3 files changed, 263 insertions, 1 deletions

diff --git a/Test/dafny3/Answer b/Test/dafny3/Answer
index 3c339054..ae65e2d9 100644
--- a/Test/dafny3/Answer
+++ b/Test/dafny3/Answer
@@ -2,3 +2,7 @@
 -------------------- Iter.dfy --------------------

 

 Dafny program verifier finished with 15 verified, 0 errors

+

+-------------------- Streams.dfy --------------------

+

+Dafny program verifier finished with 38 verified, 0 errors

diff --git a/Test/dafny3/Streams.dfy b/Test/dafny3/Streams.dfy
new file mode 100644
index 00000000..1369e584
--- /dev/null
+++ b/Test/dafny3/Streams.dfy
@@ -0,0 +1,258 @@
+// ----- Stream

+

+codatatype Stream<T> = Nil | Cons(head: T, tail: Stream);

+

+function append(M: Stream, N: Stream): Stream

+{

+  match M

+  case Nil => N

+  case Cons(t, M') => Cons(t, append(M', N))

+}

+

+// ----- f, g, and maps

+

+type X;

+

+function f(x: X): X

+function g(x: X): X

+

+function map_f(M: Stream<X>): Stream<X>

+{

+  match M

+  case Nil => Nil

+  case Cons(x, N) => Cons(f(x), map_f(N))

+}

+

+function map_g(M: Stream<X>): Stream<X>

+{

+  match M

+  case Nil => Nil

+  case Cons(x, N) => Cons(g(x), map_g(N))

+}

+

+function map_fg(M: Stream<X>): Stream<X>

+{

+  match M

+  case Nil => Nil

+  case Cons(x, N) => Cons(f(g(x)), map_fg(N))

+}

+

+// ----- Theorems

+

+// map (f * g) M = map f (map g M)

+comethod Theorem0(M: Stream<X>)

+  ensures map_fg(M) == map_f(map_g(M));

+{

+  match (M) {

+    case Nil =>

+    case Cons(x, N) =>

+      Theorem0(N);

+  }

+}

+comethod Theorem0_alt(M: Stream<X>)

+  ensures map_fg(M) == map_f(map_g(M));

+{

+  if (M.Cons?) {

+    Theorem0(M.tail);

+  }

+}

+

+// map f (append M N) = append (map f M) (map f N)

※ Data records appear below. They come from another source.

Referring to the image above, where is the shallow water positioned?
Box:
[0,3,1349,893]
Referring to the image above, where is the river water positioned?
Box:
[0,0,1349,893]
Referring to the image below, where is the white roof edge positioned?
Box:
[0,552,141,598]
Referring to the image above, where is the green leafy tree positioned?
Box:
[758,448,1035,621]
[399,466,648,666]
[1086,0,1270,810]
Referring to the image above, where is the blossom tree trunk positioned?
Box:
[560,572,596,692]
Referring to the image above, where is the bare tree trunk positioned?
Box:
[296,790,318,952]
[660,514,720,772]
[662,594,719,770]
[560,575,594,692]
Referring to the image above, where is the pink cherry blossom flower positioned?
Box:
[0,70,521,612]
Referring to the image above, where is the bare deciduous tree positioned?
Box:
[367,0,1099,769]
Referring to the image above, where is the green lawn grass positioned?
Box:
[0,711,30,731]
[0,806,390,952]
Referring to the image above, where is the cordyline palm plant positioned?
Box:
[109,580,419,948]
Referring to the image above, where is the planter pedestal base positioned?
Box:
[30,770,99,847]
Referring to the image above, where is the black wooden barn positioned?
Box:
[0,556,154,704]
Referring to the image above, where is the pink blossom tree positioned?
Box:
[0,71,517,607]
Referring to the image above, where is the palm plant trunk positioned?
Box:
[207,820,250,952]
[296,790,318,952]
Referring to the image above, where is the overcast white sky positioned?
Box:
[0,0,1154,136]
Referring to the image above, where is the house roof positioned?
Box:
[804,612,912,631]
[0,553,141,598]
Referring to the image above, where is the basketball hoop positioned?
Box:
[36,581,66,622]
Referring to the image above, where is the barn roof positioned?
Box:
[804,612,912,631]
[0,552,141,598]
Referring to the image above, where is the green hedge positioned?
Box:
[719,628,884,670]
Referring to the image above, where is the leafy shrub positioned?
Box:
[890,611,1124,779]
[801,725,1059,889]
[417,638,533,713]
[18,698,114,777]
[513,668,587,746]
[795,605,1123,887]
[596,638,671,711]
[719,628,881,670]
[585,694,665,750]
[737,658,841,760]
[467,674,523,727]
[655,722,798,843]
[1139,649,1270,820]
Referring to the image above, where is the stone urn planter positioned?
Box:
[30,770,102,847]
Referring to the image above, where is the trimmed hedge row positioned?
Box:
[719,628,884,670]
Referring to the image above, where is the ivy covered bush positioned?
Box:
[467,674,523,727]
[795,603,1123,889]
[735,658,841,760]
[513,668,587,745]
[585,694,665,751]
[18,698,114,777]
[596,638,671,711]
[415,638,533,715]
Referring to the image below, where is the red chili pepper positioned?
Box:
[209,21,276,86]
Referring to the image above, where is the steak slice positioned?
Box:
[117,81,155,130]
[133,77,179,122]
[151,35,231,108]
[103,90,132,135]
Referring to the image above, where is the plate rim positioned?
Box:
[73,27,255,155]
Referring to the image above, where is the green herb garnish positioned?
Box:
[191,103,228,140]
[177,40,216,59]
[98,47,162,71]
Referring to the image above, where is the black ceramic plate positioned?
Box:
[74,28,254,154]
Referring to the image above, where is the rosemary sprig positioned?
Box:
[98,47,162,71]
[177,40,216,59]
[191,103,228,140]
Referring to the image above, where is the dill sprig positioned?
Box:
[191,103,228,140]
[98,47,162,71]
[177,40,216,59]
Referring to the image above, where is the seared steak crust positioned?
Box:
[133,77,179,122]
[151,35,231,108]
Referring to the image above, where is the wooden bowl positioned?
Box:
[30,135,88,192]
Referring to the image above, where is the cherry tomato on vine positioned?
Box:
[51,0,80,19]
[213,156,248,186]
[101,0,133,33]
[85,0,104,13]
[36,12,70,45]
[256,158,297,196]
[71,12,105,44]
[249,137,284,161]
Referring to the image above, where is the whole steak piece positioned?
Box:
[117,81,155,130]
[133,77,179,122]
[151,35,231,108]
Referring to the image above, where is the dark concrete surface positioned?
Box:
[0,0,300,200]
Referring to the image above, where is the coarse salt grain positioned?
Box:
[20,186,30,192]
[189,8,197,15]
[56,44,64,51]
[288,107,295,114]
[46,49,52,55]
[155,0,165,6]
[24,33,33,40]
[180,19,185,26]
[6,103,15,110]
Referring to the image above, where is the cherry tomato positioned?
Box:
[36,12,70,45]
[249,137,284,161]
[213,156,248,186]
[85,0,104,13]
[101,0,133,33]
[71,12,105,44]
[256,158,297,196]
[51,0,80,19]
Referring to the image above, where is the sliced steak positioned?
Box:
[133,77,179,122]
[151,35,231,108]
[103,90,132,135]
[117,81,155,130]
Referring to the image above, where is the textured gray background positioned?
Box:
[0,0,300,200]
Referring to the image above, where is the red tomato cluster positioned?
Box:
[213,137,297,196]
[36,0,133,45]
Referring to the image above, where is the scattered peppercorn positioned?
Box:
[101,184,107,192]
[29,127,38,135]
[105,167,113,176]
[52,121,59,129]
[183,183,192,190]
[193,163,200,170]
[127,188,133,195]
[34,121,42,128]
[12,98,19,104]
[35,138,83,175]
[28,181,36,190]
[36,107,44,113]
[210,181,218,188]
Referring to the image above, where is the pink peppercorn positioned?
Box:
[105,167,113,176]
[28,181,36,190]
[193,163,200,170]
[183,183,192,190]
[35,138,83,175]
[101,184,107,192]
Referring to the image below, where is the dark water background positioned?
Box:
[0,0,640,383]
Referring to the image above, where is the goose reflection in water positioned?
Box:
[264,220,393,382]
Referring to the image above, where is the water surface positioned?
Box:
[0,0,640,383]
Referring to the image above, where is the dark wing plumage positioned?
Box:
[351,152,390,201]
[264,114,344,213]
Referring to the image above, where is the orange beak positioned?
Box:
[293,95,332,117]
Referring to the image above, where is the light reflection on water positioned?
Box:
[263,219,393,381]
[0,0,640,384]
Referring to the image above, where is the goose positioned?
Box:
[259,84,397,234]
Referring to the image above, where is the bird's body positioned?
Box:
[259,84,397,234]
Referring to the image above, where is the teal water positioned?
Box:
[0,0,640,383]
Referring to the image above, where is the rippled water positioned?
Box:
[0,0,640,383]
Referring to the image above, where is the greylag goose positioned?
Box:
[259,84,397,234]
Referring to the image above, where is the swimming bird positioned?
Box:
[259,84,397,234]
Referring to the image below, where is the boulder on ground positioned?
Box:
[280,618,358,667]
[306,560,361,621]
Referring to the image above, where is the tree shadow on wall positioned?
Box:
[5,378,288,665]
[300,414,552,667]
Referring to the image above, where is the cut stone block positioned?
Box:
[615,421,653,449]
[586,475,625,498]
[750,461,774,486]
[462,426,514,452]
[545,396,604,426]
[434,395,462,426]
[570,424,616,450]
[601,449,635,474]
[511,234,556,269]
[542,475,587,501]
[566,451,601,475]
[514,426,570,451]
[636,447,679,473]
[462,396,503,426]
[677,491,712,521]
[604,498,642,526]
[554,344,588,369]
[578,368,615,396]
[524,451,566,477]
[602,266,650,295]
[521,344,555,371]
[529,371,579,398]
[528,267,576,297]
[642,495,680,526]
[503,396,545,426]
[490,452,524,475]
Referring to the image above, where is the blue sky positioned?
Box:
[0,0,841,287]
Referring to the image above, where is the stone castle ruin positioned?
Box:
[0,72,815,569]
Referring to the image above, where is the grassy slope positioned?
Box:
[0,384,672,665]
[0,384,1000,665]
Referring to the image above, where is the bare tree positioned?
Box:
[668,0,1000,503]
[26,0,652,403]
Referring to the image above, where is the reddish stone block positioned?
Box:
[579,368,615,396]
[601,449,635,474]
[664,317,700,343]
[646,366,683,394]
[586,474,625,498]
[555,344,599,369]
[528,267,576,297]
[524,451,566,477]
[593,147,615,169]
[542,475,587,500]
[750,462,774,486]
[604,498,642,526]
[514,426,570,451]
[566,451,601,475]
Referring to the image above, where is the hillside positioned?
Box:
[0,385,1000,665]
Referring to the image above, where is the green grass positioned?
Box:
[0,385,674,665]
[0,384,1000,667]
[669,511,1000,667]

+comethod Theorem1(M: Stream<X>, N: Stream<X>)

+  ensures map_f(append(M, N)) == append(map_f(M), map_f(N));

+{

+  match (M) {

+    case Nil =>

+    case Cons(x, M') =>

+      Theorem1(M', N);

+  }

+}

+comethod Theorem1_alt(M: Stream<X>, N: Stream<X>)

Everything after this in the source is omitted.